Margery Bodine Latimer[1] (February 6, 1899 – August 16, 1932), born in Portage, Wisconsin,[1] was an American writer, feminist theorist, and social activist. She moved to New York City before finishing college and became involved in its cultural life. Latimer published two highly acclaimed novels, We Are Incredible (1928) and This is My Body (1930), and two collections of short stories, Nellie Bloom and Other Stories (1929), and Guardian Angel and Other Stories (1932). (This was reprinted in a new edition in 1984.)

Her formally experimental fiction was greatly influenced by the modernism of the 1920s. Reviewers of the period compared her to Gertrude Stein, James Joyce, and D. H. Lawrence. Her work reflects her feminist, socialist, and anti-racist ideals.

Personal background[edit]

Latimer was the younger daughter of Clark Watt Latimer and Laura Augusta née Bodine.[2] Her Yankee ancestry included New England pioneers Anne Bradstreet and John Cotton.[3]

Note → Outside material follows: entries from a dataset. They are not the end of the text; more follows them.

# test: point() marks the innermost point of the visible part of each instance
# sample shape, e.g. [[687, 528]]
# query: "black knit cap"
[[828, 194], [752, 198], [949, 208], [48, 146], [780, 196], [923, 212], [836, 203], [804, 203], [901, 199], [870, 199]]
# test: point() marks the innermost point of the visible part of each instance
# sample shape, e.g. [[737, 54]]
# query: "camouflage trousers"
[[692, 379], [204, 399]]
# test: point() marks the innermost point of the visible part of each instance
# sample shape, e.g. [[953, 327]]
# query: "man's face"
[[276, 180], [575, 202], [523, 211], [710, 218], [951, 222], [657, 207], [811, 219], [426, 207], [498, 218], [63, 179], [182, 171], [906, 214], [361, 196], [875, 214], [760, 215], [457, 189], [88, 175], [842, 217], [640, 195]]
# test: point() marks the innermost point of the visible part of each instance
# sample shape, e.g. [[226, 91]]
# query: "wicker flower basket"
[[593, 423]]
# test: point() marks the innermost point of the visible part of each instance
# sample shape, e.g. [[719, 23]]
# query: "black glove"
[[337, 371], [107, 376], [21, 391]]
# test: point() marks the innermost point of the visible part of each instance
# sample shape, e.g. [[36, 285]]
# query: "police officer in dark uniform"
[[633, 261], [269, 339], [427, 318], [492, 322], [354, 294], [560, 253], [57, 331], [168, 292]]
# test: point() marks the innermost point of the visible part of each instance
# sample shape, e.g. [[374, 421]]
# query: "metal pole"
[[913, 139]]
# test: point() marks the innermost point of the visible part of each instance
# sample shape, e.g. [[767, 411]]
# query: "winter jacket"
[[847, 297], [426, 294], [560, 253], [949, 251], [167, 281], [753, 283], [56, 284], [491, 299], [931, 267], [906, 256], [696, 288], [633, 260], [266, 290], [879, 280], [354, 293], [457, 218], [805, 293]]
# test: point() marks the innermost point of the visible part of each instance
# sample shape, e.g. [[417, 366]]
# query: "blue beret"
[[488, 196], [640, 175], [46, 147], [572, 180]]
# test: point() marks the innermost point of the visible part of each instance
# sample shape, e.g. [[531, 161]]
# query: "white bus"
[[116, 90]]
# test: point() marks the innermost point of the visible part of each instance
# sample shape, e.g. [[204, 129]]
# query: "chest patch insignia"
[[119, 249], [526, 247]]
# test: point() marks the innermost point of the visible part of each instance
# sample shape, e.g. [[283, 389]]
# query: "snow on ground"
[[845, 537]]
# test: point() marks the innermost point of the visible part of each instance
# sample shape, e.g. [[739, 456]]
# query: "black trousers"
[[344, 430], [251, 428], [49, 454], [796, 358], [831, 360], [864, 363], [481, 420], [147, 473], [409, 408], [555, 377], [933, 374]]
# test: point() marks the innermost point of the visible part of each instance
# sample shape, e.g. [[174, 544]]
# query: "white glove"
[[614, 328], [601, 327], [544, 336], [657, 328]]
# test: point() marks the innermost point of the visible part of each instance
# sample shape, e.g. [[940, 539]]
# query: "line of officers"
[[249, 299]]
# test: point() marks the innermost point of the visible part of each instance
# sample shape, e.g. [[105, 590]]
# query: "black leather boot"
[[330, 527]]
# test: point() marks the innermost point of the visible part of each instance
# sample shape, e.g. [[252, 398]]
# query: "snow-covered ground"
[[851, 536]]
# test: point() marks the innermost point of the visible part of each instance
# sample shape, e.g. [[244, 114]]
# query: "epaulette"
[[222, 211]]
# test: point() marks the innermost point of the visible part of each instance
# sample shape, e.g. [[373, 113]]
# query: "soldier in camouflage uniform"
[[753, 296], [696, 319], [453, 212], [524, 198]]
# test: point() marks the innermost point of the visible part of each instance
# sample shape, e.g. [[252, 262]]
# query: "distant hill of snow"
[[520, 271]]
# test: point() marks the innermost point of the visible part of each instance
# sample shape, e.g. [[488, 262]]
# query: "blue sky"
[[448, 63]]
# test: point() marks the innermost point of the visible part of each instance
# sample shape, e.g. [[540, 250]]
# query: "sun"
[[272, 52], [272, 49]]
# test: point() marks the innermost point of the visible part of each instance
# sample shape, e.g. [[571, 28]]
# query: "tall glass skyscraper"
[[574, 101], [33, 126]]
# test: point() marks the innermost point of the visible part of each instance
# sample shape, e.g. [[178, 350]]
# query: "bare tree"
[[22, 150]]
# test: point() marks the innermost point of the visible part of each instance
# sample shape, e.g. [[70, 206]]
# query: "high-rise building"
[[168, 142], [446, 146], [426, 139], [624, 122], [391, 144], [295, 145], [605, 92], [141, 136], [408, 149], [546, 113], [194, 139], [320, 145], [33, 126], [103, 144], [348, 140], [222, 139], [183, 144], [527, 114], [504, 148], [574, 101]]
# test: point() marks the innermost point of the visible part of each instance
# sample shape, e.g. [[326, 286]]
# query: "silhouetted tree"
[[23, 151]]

Latimer published a short story in a local paper in 1917. This caught the attention of her Portage neighbor Zona Gale, a well-known writer, journalist, and suffragist. Gale became the first woman to win the Pulitzer Prize for drama. She became Latimer's mentor and confidante.[2]

Latimer attended Wooster College, but withdrew quickly, then attended the University of Wisconsin–Madison. She withdrew again and moved to New York City, where she started a playwriting course at Columbia University. Gale established a Zona Gale scholarship, tailor-made for Latimer, its first recipient. The younger woman returned to the University of Wisconsin–Madison in 1922. She worked on the campus literary magazine as editor and contributor, and became part of a circle of writers there. She withdrew again in 1923 and returned to New York.[2]

Latimer maintained an intimate correspondence with her mentor until about the time of Gale's marriage in 1928. Admiring Gale greatly, Latimer identified with her and felt betrayed when Gale married. She fictionalized aspects of their complex relationship in the short story "Possession" (Nellie Bloom and Other Stories), the novel We Are Incredible, and the long title story in Guardian Angel and Other Stories, each time treating her mentor more harshly.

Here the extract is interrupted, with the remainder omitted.